One... two... three.
“Sounds like that rock must have busted his false teeth as well’s his head,” I says. “Too bad—Joe was partial to em, and I don’t know how Lucien Mercier’s gonna make him look just right for the viewin without em.”
McAuliffe’s lips drew back when I said that n I got a good look at
his
teeth. No dentures there. I s’pose he meant it to look like a smile, but it didn’t. Not a bit.
“Yes,” he says, showin me both rows of his neat little teeth all the way to the gumline. “Yes, that’s my conclusion, as well—those porcelain shards are from his lower plate. Now, Mrs. St. George—do you have any idea of how that rock might have come to strike your husband just as he was on the verge of escaping the well?”
One... two... three.
“Nope,” I says. “Do you?”
“Yes,” he says. “I rather suspect someone pulled it out of the earth and smashed it cruelly and wi’ malice aforethought into his upturned, pleading face.”
Wasn’t nobody said anything after that.
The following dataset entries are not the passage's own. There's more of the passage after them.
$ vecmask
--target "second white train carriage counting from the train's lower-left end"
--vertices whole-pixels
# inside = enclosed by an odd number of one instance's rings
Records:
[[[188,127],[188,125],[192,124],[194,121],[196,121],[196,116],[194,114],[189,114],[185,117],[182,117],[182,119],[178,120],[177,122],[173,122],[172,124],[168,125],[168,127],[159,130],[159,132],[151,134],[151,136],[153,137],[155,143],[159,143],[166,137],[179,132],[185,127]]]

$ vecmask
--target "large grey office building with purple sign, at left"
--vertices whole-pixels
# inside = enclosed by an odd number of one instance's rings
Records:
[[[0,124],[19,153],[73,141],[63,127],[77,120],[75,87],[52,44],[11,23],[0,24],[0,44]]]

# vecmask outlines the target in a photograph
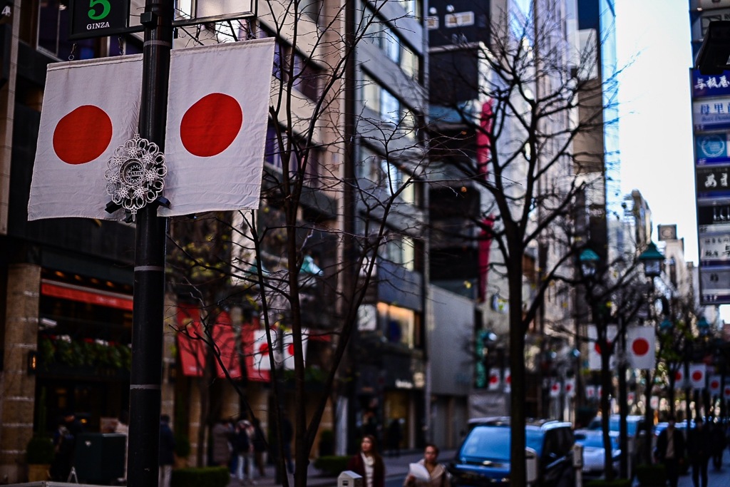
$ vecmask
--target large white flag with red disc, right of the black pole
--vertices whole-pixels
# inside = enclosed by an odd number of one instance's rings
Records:
[[[274,39],[173,50],[161,216],[258,208]]]

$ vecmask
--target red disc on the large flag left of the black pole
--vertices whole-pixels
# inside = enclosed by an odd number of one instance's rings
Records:
[[[64,115],[53,131],[53,150],[66,164],[86,164],[101,156],[112,142],[112,120],[93,105]]]

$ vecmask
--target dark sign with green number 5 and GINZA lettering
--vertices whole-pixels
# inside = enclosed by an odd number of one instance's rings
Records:
[[[69,39],[88,39],[129,32],[128,21],[129,0],[71,0]]]

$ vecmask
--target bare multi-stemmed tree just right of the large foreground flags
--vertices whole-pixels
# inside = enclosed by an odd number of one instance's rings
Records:
[[[284,371],[277,348],[285,335],[291,337],[296,486],[307,484],[310,450],[337,389],[358,308],[376,275],[383,276],[376,269],[393,260],[402,264],[385,250],[395,248],[402,257],[420,245],[415,243],[419,210],[410,195],[426,162],[417,131],[423,107],[374,117],[352,103],[371,83],[356,66],[359,46],[387,37],[388,26],[399,20],[412,20],[386,17],[392,9],[386,12],[385,5],[372,1],[365,9],[354,2],[272,0],[259,2],[258,18],[187,32],[191,43],[277,39],[274,66],[252,68],[273,74],[262,206],[175,221],[171,263],[174,284],[202,310],[210,310],[211,318],[201,319],[203,329],[193,336],[210,350],[203,382],[213,380],[216,362],[226,365],[212,337],[215,315],[241,302],[258,313],[268,344],[278,418],[272,440],[280,472],[285,472]],[[401,88],[421,89],[416,80]],[[353,150],[363,142],[372,150]],[[398,285],[395,280],[393,285]],[[326,326],[315,330],[312,317]],[[331,338],[326,356],[315,358],[322,372],[320,393],[307,391],[312,364],[305,364],[304,347],[312,334]],[[210,421],[204,415],[201,411],[201,419]],[[201,432],[199,450],[203,444]],[[288,485],[286,475],[282,480]]]

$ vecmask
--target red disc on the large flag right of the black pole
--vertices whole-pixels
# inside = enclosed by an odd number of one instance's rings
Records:
[[[193,103],[180,122],[180,141],[193,156],[216,156],[236,139],[243,111],[233,96],[210,93]]]

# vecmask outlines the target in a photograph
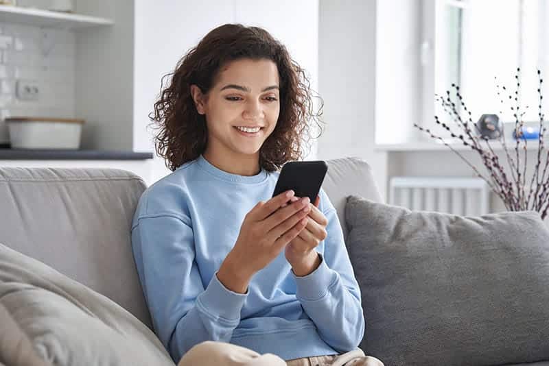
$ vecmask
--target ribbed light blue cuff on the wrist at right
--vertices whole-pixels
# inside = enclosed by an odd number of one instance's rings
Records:
[[[337,273],[328,268],[322,254],[320,256],[320,265],[307,276],[298,277],[294,274],[296,280],[296,297],[299,300],[316,301],[325,297],[328,289],[336,282]],[[293,273],[293,271],[292,271]]]

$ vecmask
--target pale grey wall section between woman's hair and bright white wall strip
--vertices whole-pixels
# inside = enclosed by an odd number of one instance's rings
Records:
[[[376,1],[320,0],[318,38],[318,85],[327,123],[318,158],[363,158],[386,197],[386,154],[374,151]]]

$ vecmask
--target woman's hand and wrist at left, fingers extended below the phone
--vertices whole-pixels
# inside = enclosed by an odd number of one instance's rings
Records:
[[[309,198],[295,201],[293,191],[257,203],[244,217],[235,246],[218,271],[218,280],[231,291],[246,293],[252,276],[305,228],[309,210]]]

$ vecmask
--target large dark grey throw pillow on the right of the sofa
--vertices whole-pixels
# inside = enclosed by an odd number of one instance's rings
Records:
[[[360,347],[385,365],[549,360],[549,230],[537,212],[460,217],[348,197]]]

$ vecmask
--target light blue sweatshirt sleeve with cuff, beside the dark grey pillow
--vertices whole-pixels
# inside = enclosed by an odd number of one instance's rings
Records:
[[[322,196],[321,196],[322,197]],[[334,206],[323,194],[328,219],[324,255],[316,270],[297,277],[296,296],[314,321],[320,337],[338,352],[348,352],[364,337],[360,287],[345,247]]]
I
wanted
to, God knows; I wanted to jump in as quick as ever I could n say, “It wasn’t me. Maybe somebody did it, but it wasn’t me.” I couldn’t, though, because I was back in the blackberry tangles and this time there was friggin wells everyplace.
Instead of talkin I just sat there lookin at him, but I could feel the sweat tryin to break out on me again and I could feel my clasped hands wantin to lock down on each other. The fingernails’d turn white if they did that... and he’d notice. McAuliffe was a man
built
to notice such things; it’d be another chink to shine his version of the Battiscan Light into. I tried to think of Vera, and how she woulda looked at him—as if he was only a little dab of dogshit on one of her shoes—but with his eyes borin into me like they was just then, it didn’t seem to do any good. Before, it’d been like she was almost there in the room with me, but it wasn’t like that anymore. Now there was no one there but me n that neat little Scots doctor, who probably fancied himself just like the amateur detectives in the magazine stories (and whose testimony had already sent over a dozen people up n down the coast to jail, I found out later), and I could feel myself gettin closer n closer to openin my mouth n blurtin somethin out. And the hell of it was, Andy, I didn’t have the slightest idear what it’d be when it finally came. I could hear the clock on Garrett’s desk tickin—it had a big hollow sound.